October's fuel price decrease is a bittersweet arrangement.
Although it signals some reprieve for consumers (the petrol price dropped by 20 cents a litre), it is still five cents higher than it would have been, thanks to wage negotiations in the fuel retailer sector.
The increase is also indicative of a trend: the portion of the petrol price taken by fuel retailers has increased by more than 13% in the past year.
Following the negotiations, the dealers' margin of the petrol price (the margin taken by the petrol station providing the fuel) increased from 99.2 cents a litre to 104.1 cents a litre on October 2.
In September last year, the retail margin increased from 91.8 cents a litre to 95.3 cents a litre, meaning that the retail margin has increased by 13.3% over the space of a year.
Minister of Energy Ben Martins approved an increase of 4.9c a litre on the retail margin on all grades of petrol "to accommodate the salary increase for the forecourt attendants", a statement issued by the department said.
The increase "will be ring-fenced to pay the wages", it said.
This follows the settlement of wage price increases in the fuel and motor retail sectors between the National Union of Metalworkers (Numsa), the Retail Motor Industry and the Fuel Retailers Association, bringing an end to a three-week long strike.
On September 27, Numsa signed off on a wage deal securing an 11.6% wage increase for forecourt attendants this year, and a 9% increase for the next two consecutive years.

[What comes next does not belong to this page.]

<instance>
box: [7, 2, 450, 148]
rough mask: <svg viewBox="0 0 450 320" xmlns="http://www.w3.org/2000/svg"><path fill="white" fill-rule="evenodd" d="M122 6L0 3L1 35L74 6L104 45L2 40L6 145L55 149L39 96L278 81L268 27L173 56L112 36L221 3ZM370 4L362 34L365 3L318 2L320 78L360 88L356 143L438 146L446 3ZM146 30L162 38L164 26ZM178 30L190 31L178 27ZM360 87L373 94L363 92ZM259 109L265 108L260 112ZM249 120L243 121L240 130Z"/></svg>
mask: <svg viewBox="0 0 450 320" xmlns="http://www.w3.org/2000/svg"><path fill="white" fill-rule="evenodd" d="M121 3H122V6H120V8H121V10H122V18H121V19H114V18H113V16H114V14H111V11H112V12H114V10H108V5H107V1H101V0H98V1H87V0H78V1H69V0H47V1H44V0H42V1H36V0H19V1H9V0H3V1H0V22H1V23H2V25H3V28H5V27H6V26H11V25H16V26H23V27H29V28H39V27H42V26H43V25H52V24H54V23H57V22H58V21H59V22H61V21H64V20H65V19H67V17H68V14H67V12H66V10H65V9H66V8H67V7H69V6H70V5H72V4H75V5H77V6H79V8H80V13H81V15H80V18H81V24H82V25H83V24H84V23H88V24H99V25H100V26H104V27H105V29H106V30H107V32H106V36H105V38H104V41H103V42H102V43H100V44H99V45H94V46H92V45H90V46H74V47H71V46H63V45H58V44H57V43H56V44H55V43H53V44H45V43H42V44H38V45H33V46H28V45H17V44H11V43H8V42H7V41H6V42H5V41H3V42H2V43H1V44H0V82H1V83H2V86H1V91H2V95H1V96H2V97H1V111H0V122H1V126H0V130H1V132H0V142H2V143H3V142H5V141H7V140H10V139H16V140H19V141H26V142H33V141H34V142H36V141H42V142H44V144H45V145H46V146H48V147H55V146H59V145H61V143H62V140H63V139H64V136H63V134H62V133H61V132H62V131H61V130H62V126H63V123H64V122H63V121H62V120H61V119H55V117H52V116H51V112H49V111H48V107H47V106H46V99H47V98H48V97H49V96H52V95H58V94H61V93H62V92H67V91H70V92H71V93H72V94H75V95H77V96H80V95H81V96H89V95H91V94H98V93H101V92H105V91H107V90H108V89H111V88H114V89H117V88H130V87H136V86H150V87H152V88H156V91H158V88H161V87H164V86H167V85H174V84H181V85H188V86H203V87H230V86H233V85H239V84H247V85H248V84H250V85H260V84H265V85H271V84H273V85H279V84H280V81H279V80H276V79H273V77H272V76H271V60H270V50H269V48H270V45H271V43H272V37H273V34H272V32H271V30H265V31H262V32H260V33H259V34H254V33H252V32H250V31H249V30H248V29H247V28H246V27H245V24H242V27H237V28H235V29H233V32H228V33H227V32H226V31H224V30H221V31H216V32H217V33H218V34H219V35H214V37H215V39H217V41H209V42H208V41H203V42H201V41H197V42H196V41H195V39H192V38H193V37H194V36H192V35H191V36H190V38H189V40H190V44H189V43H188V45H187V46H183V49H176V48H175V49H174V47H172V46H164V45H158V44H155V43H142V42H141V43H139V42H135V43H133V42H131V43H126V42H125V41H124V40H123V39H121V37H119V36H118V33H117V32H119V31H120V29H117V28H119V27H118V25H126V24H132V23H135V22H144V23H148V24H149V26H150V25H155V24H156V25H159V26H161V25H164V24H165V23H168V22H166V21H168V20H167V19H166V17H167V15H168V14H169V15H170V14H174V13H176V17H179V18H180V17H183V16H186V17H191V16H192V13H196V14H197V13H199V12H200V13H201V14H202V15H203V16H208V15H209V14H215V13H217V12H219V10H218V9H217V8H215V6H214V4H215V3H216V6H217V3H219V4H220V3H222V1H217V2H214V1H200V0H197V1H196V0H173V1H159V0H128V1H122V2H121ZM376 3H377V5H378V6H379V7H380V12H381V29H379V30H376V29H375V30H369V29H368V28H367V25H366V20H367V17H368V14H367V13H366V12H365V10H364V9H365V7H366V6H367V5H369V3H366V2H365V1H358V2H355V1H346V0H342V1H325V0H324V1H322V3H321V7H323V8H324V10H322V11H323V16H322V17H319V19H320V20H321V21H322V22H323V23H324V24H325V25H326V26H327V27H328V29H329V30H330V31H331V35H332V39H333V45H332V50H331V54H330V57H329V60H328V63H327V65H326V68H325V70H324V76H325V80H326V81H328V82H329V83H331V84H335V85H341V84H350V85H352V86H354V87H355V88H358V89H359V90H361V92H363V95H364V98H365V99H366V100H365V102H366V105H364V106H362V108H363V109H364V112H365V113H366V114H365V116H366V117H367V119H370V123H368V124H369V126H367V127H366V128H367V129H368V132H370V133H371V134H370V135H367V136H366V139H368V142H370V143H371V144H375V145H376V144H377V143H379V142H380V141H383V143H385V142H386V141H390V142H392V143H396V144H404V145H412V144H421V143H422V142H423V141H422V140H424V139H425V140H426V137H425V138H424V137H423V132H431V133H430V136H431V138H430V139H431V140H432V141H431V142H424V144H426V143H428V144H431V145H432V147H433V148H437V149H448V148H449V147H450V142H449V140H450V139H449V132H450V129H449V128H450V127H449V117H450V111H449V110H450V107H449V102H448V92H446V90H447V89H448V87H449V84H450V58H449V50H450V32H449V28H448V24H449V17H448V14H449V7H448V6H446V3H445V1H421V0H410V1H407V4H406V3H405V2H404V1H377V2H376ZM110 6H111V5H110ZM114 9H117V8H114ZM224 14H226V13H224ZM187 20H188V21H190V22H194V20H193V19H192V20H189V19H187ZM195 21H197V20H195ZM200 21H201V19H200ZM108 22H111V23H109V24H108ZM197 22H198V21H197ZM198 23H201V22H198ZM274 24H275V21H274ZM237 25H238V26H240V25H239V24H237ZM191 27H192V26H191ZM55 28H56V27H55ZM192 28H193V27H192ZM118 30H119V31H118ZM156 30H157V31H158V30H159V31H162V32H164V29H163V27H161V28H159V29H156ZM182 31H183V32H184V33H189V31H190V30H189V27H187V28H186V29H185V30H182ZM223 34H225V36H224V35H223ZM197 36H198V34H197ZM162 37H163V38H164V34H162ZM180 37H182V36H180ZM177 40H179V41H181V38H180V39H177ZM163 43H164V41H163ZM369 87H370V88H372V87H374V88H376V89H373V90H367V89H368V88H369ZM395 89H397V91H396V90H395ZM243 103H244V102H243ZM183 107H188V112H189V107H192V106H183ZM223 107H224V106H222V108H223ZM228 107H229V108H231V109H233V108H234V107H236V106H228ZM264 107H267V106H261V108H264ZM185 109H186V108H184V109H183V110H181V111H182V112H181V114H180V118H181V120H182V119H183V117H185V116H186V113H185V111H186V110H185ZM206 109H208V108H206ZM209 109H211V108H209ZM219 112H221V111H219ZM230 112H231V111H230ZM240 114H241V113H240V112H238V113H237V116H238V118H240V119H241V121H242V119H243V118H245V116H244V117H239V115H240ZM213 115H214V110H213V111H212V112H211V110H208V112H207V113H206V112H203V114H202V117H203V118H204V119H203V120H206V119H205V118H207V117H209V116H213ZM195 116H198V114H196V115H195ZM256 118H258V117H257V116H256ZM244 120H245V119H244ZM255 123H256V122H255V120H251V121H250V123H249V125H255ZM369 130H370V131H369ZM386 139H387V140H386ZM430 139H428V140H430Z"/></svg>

Work stoppages at the behest of the same union in the automotive components sector continues into its fourth week, with work at all seven major car manufacturing plants having ground to a halt as a result.
The wage increase for fuel retailers translates into about R2 an hour more for petrol attendants, who will now be earning R19.15 a hour, according to the Motor Industry Bargaining Council.
Mike Schussler, an economist at economists.co.za, said such an increase takes place almost annually during the wage negotiation period.
Main driving factors
"The oil price and the rand exchange rate will always be the main driving factors in the fuel price," he said.
"Three or four times a year there are increases in local margins. And then once a year, around this time, there will be an increase in the retail price due to wage negotiations."
This year's increase is indicative of a trend, said Schussler. Along with overall higher petrol prices, the slice of the pie taken by fuel retailers is becoming larger.
"There's no doubt about it; the internal prices of things have been going up over time as well," he said.
"We have higher internal prices, not just higher petrol prices."
The adjustment means that the fuel price decrease is lower than expected.
"The [general expectation] was that it would decrease by at least 23 cents," said Merina Willemse, an economist at Efficient Group.
However, it is not unusual for petrol price decreases to be lower than expected, she said.
Nevertheless, there is hope in sight for the consumer, said Schussler.
The muted price decrease means there is space for another decrease.
"It gives us a good chance to have another decrease [near year-end]," he said.